El chico hiperventiló a la par que trataba de contener las
lágrimas. No podía apartar la vista de la dentada sierra, cuya hoja ya había
saboreado su sangre. Cada segundo que transcurría era una tortura para él, así
que decidí no alargar más la penitencia y, sin avisar, le seccioné la garganta.
El corte fue tan profundo que se originó la réplica de una catarata rojiza.
Entonces, para mi asombro, me cogió las manos y se inclinó
hacia mí. Movía su boca, trataba de pronunciar algo, pero la sangre dificultaba
con creces la articulación de las palabras. A pesar de ello, con esfuerzo, logró
transmitirme lo que me quería decir.
-¿Puedes… al menos…
concederme un último… deseo?
-Claro, dime.
-A partir de ahora…
por favor… usa otra herramienta… No quiero… que los siguientes… sufran…
Sus ojos se cerraron tras dejar escapar un último esputo
sanguinolento que fue el telón carmesí que dio por finalizada su función en
este inmenso teatro llamado vida. Poco a poco su cuerpo se fue deslizando hacia
la izquierda y quedó reposando en el húmedo suelo, a la espera de que la
policía, previa llamada a comisaría hecha por mí mismo, encontrara su fría y ya
inservible carcasa.
Al día siguiente, sin retrasarme ni un minuto, me dirigí a
mi Facultad y me apropié, cuando nadie me veía, de un par de bisturís que
permanecían guardados en el laboratorio de anatomía.
Quizás penséis que soy débil por no comportarme como un
autómata a la hora de ejecutar a mis objetivos. Bueno, puede que tengáis razón.
No obstante, si al final el trabajo es realizado con éxito, en este caso matar,
¿qué más da cómo se haya llevado a cabo? Después de todo yo no asesino por
ningún motivo en concreto. Mis víctimas no son personas que me dañaron en el
pasado, tampoco son gente que ha hecho alguna mala acción, y ni mucho menos son
individuos que merecían morir. Simplemente tuvieron la fatídica suerte de
toparse con mis cálculos de azar. Es por ello que trato de suavizar todo y
darles una muerte lo menos lenta, dolorosa y traumática posible.

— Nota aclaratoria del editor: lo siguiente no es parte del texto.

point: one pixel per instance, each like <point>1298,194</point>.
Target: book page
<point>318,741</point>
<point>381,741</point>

Pese a ello, durante los cuatro primeros homicidios no tuve
más remedio que emplear una vieja sierra. Podría haber usado un cuchillo o unas
tijeras, utensilios igual de letales y localizados en el mismo hogar, pero ya
he dicho que no pretendo ser un imitador. ¿Cuánta gente ha matado valiéndose de
un mero cuchillo? Eso está muy visto. ¿Y con las tijeras? Igual de común… Por
esta razón rebusqué en el tablón de herramientas de mi trastero. Había martillos;
una buena opción, pero muy dolorosa, el sujeto tardaría en perecer mientras se
retorcía de la agonía. Había destornilladores; también eficaces y menos
dañinos, aunque seguían sin convencerme, dejaban muy pocas opciones a la hora
de perforar carne. También encontré alicates, llaves inglesas, tenazas… Nada,
no llegaban a llamarme la atención…
Hasta que vi una sierra. Sí, estaba oxidada y algunos
dientes estaban desgastados, aun así era perfecta: mucho menos común en manos
de un homicida, lo suficientemente afilada para abrir la piel sin estimular
demasiado los nervios de la periferia y capaz de seccionar regiones de alta
resistencia.
Sin embargo, cumpliendo la última petición de ese chaval, la
quinta víctima experimentaría una muerte mucho más rápida y limpia. Sería el
afortunado de los desdichados. ¿Y quién sería? Pronto lo descubriría.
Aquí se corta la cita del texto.